The Yes on 16 campaign says the wording of the 1996 affirmative action ban is confusing voters. That language stated that California “cannot discriminate against or grant preferential treatment on the basis of race, sex, color, ethnicity, or national origin,” something that Proposition 16 promises to overturn.

"Watching a focus group with Black voters from Los Angeles, they all said, ‘No we will not vote for this,’ as it was read to them," Eva Paterson, a co-chair of the Yes campaign, told abc7 News in San Francisco. “Then when we explained that it was in favor of affirmative action and equal opportunity, and they all went, 'Well, of course we'll vote for this.”

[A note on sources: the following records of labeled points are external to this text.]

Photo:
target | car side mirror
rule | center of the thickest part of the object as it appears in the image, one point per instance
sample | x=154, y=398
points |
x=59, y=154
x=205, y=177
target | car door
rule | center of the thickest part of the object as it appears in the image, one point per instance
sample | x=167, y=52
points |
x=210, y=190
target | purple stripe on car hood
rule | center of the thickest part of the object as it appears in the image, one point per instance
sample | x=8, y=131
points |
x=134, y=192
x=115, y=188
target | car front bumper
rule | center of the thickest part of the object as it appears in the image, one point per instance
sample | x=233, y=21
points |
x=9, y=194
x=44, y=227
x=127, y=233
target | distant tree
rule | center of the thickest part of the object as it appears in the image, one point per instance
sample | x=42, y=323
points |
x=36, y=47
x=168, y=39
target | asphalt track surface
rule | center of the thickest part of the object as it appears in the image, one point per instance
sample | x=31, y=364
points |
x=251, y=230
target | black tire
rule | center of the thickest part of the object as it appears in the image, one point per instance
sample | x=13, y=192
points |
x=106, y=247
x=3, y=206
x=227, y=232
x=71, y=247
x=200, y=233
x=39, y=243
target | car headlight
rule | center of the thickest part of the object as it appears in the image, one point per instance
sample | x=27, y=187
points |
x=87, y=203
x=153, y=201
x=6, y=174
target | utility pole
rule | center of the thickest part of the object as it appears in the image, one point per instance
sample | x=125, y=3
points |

The Washington Post points out that the Vote Yes and Vote No websites use nearly the same slogans: Proponents say “Fight Discrimination” and “Equal Opportunities for All;” opponents highlight “Keep Discrimination Illegal” and “Equal Opportunity for All.”

Both sides can see if the measure has made any headway when the Public Policy Institute of California releases a new poll on Wednesday.

Adusumilli, the UC Davis computer science major, said an environment of intolerance in the country makes the time ripe to overturn the ban.

“I don't think anybody can look at the events of the past few months — or even the past few years with Black Lives Matter, the treatment of immigrants in our current administration — and say that we have developed sufficient immunity to the virus of prejudice and discrimination as a society.”